Distinguish deliberative teams from fixed-pipeline chains. The ICML paper studies self-organizing teams with unconstrained coordination. A rigid planner-coder-reviewer pipeline with strict handoffs and no back-channel debate may behave differently. The failure modes from the MAST taxonomy still apply, but the expert-dragdown effect may be attenuated when agents cannot rewrite each other’s intermediate outputs.
If you use ensembles, use independent voting, not debate. The prediction-market study shows confidence-weighted independent aggregation beats every deliberative setup. Keep the agents isolated and aggregate their outputs post-hoc.
Treat multi-agent as opt-in, not default. The burden of proof should sit on the team topology: it needs to demonstrate a measurable per-task delta over a single strong agent. Anything else is paying for worse results.

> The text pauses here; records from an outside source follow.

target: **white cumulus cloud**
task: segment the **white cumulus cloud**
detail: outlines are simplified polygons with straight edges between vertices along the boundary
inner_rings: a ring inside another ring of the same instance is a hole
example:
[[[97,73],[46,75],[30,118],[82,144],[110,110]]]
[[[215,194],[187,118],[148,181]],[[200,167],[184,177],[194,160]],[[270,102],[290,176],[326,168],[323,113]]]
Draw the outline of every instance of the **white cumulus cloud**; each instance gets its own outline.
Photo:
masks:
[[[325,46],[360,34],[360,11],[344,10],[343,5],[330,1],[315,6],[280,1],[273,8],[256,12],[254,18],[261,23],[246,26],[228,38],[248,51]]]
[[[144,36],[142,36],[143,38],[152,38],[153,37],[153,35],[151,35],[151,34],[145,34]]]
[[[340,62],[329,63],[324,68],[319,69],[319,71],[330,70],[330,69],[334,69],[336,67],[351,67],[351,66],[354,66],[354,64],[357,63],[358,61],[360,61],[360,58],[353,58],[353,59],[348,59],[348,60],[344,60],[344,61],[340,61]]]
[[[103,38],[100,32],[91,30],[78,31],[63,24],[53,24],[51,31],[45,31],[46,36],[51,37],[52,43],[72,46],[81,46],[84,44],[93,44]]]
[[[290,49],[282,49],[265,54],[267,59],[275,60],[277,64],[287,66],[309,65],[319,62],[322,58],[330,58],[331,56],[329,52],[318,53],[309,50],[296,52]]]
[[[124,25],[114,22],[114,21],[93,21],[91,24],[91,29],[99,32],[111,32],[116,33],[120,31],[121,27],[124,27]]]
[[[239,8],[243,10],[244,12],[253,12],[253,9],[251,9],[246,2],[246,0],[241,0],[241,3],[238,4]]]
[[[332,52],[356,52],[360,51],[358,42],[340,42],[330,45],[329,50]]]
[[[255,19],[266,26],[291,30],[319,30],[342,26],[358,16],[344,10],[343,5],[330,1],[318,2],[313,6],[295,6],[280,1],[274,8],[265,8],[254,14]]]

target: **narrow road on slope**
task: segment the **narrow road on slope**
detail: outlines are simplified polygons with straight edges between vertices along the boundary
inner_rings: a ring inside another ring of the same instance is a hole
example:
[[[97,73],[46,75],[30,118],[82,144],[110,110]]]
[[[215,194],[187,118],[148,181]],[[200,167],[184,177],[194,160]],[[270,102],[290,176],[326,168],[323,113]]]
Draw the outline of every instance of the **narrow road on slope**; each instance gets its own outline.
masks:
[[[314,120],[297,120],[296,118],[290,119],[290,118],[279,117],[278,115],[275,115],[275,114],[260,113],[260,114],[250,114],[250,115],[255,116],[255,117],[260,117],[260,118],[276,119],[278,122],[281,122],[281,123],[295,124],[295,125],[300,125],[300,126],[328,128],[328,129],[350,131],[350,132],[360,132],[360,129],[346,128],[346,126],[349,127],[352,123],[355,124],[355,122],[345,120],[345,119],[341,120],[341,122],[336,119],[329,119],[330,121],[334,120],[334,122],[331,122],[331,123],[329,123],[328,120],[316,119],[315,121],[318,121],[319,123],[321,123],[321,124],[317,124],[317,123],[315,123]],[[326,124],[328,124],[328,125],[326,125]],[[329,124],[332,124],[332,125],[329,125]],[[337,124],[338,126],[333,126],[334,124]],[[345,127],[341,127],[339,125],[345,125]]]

The research does not say multi-agent architectures are useless. It says the default configuration most practitioners reach for, a freely coordinating team of agents debating toward consensus, is the wrong default. The correct default is a single strong model with task-specific routing, and multi-agent coordination should be an explicit optimization that justifies itself with numbers.

Frequently Asked Questions

Do these results apply to rigid pipeline chains where agents hand off work sequentially?

The ICML paper measures self-organizing teams with unconstrained coordination, not planner-coder-reviewer chains with strict handoffs, so the 6 to 41.1 percentage-point dragdown may be attenuated in rigid pipelines. However, the MAST taxonomy’s 14 failure modes specifically include broken handoff protocols and missing termination conditions that apply to sequential chains. Seven production-grade MAS frameworks were studied in that taxonomy, so the failure catalog extends well beyond freely debating teams.

What inference-cost multiplier does a multi-agent setup carry versus a single model?

A freely debating team incurs multiple turns of inter-agent communication on top of each agent’s base inference. The prediction-market study found that deliberative consensus dropped accuracy to roughly 76% while requiring every model to process the full debate transcript at each round. Independent confidence-weighted voting achieved 83.43% with zero inter-agent tokens, making it both cheaper and more accurate.

Were generative tasks like code generation or retrieval-augmented pipelines tested?

The three converging studies cover ranking, multiple-choice, short-answer benchmarks, and prediction-market resolution. None evaluate code generation, long-form prose, or tool-use workflows where a specialized retrieval agent might compensate for a weaker generator. The MAST taxonomy does annotate tool-use traces, but the expert-dragdown measurements are confined to evaluation-style tasks where correctness is cleanly measurable.

Could better prompting or a future model generation fix the integrative-compromise problem?

The ICML paper tested explicit prompting that identified the expert agent to the team, and the team still averaged the expert’s output with weaker contributions. The authors characterize the compromise tendency as a structural property of LLM deliberation under unconstrained coordination, not a surface behavior a system prompt can patch. This suggests the dragdown would persist across model generations unless architectures introduce explicit deference or calibration mechanisms.